Lisette Model

Lisette Model

Born: 1901

Death: 1983

Biography:

Lisette Model was an Austrian-born American photographer. Primarily known for the frank humanism of her street photography, exact details of Model's life remain unclear. What is known is that she was well known and respected in photographic communities during her life. She taught at the New School for Social Research in New York from 1951 up until her death in 1983 with many notable students, the most famous of which was Diane Arbus. Her work has been shown in numerous exhibitions and still resides in several permanent collections, including that of the National Gallery of Canada and the J. Paul Getty Museum.
Lisette Model was born Elise Amelie Felicie Stern in Vienna, Austria-Hungary. Her father, Victor, was an Italian/Austrian doctor of Jewish descent attached to the Austro-Hungarian Imperial and Royal Army and, later, to the International Red Cross; her mother Felicie was French and Roman Catholic, and Model was baptised into her mother's faith. She had a brother, Salvatór, who was older by one year. Two years after her birth, her parents changed their family name to Seybert, and six years later, her younger sister Olga was born. According to interview testimony from her older brother, she was sexually molested by her father, though the full extent of his abuse remains unclear.
She was primarily educated by a series of private tutors, achieving fluency in three languages. At age 19, she began studying music with composer (and father of her childhood friend Gertrude ) Arnold Schönberg, and was familiar to members of his circle. "If ever in my life I had one teacher and one great influence, it was Schönberg," she said.
Model left Vienna for Paris after her father's death in 1924 to study voice with Polish soprano Marya Freund. It was during this period that she met her future husband, the Jewish, Russian-born painter Evsa Model (1901–1976), whom she went on to marry in 1937. In 1933, she gave up music and recommitted herself to studying visual art, at first taking up painting as a student of Andre Lhote (whose other students included Henri Cartier-Bresson and George Hoyningen-Huene).
Model bought her first enlarger and camera when she went to Italy. She had little training or interest in photography initially; it was Olga who taught her the basics of photographic technique. Model was most interested in the darkroom process, and wanted to become a darkroom technician. She used her sister as a subject to start her photography. Rogi André later showed Model how to use the Rolleiflex, expanding her practice.
Visiting her mother in Nice in 1934 (she and Olga had emigrated from Vienna several years prior), Model took her camera out on the Promenade des Anglais and made a series of portraits – published in 1935 in the leftist magazine Regards – which are still among her most widely reproduced and exhibited images. These close-cropped, often clandestine portraits of the local privileged class already bore what would become her signature style: close-up, unsentimental and unretouched expositions of vanity, insecurity and loneliness.

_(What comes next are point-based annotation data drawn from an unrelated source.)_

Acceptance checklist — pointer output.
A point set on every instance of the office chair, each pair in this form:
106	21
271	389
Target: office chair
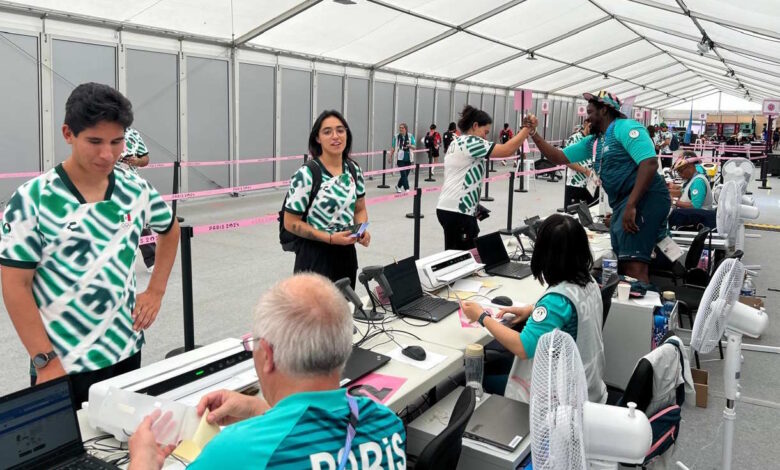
443	452
607	291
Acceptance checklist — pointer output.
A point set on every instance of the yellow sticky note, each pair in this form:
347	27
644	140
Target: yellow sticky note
189	449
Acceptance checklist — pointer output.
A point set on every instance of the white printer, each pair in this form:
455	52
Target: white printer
436	271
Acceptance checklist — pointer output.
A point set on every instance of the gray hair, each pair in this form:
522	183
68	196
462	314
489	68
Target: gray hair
308	324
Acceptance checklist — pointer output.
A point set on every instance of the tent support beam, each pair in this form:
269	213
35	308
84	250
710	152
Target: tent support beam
274	22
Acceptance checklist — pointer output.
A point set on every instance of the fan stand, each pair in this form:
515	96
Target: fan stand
731	372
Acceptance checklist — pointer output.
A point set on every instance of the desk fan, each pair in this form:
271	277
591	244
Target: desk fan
566	429
732	213
719	312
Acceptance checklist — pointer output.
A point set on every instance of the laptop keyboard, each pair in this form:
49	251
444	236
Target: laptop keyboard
85	462
513	269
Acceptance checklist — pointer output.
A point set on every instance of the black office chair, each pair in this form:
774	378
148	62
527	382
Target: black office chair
607	291
443	452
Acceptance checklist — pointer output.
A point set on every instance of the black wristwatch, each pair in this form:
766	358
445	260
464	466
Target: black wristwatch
41	360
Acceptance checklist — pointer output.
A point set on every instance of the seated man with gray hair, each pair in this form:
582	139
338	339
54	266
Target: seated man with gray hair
302	338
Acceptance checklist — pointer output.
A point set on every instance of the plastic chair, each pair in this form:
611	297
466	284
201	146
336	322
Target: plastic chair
443	452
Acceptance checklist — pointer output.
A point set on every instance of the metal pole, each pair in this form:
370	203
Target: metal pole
510	201
416	213
384	167
417	204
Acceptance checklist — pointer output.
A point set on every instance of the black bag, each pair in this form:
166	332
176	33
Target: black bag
288	240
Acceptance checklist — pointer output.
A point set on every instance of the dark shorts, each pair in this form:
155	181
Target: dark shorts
652	213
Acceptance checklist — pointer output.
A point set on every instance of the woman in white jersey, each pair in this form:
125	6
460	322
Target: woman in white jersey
464	170
571	303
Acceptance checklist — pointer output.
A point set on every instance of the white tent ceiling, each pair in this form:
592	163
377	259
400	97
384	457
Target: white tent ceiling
646	48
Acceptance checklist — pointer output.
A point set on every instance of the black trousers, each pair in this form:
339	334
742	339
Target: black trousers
332	261
460	230
83	380
572	195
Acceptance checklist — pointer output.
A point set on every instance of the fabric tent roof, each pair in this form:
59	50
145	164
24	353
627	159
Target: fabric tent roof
647	48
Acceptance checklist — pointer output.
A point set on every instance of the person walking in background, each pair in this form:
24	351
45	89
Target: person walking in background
449	136
403	145
464	170
136	155
577	174
326	244
432	143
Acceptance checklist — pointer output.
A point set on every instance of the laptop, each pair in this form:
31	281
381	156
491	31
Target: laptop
408	298
583	212
500	422
39	430
361	362
493	254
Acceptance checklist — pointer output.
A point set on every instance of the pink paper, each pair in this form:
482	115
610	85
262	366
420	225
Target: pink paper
377	387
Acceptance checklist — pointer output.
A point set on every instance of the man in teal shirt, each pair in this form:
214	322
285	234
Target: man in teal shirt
627	166
302	338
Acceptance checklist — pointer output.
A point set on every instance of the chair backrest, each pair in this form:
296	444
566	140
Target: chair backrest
696	248
443	452
607	291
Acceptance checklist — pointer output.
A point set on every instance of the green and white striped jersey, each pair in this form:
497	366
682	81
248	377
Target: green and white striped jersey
464	168
333	209
83	255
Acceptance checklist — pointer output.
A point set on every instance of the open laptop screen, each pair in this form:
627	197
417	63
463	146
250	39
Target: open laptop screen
491	249
404	280
36	424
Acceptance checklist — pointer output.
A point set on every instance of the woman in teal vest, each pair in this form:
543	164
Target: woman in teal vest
627	166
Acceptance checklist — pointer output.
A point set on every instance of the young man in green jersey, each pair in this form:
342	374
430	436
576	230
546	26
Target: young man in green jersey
301	340
68	245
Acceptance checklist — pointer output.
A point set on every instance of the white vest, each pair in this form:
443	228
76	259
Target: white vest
684	197
589	310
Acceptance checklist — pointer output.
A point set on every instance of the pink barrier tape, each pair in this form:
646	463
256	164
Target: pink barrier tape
27	174
215	192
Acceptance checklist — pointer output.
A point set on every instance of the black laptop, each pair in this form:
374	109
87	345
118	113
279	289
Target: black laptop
583	212
39	430
361	362
408	298
493	253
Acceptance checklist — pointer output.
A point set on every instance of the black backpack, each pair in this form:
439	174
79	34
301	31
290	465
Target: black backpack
288	240
674	144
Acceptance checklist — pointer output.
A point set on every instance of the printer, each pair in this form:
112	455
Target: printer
183	379
436	271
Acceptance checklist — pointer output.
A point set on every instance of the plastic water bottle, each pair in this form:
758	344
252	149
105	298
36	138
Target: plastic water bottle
475	366
748	287
608	266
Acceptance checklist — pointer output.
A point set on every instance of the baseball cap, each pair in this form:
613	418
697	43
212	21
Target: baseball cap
606	98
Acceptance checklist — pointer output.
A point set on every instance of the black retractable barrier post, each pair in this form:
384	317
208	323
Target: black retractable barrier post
186	290
416	215
417	204
511	201
384	167
487	197
430	177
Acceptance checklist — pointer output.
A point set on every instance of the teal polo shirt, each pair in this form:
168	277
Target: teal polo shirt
552	311
307	430
619	152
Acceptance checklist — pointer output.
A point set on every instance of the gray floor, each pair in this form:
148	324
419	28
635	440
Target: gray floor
232	269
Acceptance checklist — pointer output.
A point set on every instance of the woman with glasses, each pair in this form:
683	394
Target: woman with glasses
326	244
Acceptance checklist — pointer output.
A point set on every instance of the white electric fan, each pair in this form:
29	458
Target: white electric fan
732	213
720	311
566	429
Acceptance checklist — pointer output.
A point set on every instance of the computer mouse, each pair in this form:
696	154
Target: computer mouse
414	352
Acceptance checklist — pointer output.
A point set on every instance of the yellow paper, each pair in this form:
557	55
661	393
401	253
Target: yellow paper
189	449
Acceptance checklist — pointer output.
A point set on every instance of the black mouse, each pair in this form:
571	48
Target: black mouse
415	352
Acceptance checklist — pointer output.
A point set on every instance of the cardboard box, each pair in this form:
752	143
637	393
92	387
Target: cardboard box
754	302
701	380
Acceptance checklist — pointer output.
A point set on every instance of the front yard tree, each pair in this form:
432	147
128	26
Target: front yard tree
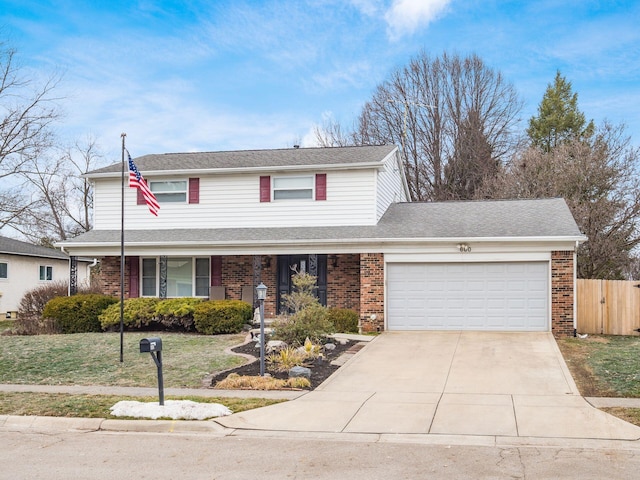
441	110
600	180
27	110
559	119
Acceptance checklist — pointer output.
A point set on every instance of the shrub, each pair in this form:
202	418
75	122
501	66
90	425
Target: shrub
222	316
343	320
30	320
177	313
311	322
78	313
138	313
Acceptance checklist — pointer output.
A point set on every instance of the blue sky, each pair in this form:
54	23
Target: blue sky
201	75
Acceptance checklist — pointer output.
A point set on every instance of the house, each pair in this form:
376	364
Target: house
24	266
230	220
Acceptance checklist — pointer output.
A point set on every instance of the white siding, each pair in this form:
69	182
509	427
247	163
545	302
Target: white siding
24	275
233	201
389	186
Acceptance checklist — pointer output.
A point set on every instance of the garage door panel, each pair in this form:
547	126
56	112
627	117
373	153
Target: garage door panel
468	296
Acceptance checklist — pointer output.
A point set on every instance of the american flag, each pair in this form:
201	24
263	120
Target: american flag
136	181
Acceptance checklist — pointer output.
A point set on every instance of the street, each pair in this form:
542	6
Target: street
114	455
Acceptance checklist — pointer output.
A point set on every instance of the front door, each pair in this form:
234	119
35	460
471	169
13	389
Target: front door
315	265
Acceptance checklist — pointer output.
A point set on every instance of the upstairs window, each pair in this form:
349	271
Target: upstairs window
46	273
174	191
293	188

Model's compositions and closeness to her subjects were achieved by enlarging and cropping her negatives in the darkroom. Additionally, her use of a 2 1/4 inch square negative and larger print size were stylistic choices considered unique at a time when a proliferation of street photographers were embracing what was called the minicam. Later examination of her negatives by archivists reveals that the uncropped images include much of the subjects' physical surroundings. Model's edits in the darkroom eliminate those distractions, tightening the focus on the person and excluding extraneous background information. After the publication of the Promenade des Anglais images, or the "Riviera" series, Model resumed her Paris street photography practice, this time focusing on the poor.
After emigrating to Manhattan in 1937 with her husband, Model worked as a photographer for PM magazine and was regularly published in Harper's Bazaar by editors Carmel Snow and Alexey Brodovitch. She was captivated by the energy of New York City, which she expressed through her separate series Reflections and Running Legs. She also took particular interest in distinct areas of the city, specifically the Lower East Side and Coney Island, where she made hundreds of photographs depicting ordinary American people. Model eventually became a member of the New York Photo League and studied with Sid Grossman until the League's demise in 1951. During its existence, Model was an active League member and served as a judge in membership print competitions. In 1941, the League hosted her first solo exhibition. From 1941 to 1953, she was a freelance photographer and contributed to many publications including Harper's Bazaar, Look, and Ladies' Home Journal.
Model's involvement with the New York Photo League became the cause of much strife for her during the McCarthy Era of the 1950s, when the organization came under scrutiny by the House Un-American Activities Committee for suspected connections to the Communist Party. The League was eventually classified as a communist organization by the FBI, who interviewed Model personally in 1954 and attempted to recruit her as an informant. She refused to cooperate with the Bureau, leading to her name being placed on the National Security Watchlist. Because many clients were reluctant to hire somebody who was under FBI suspicion, Model encountered increased difficulty finding opportunities to work, which played a role in her focus shift towards teaching.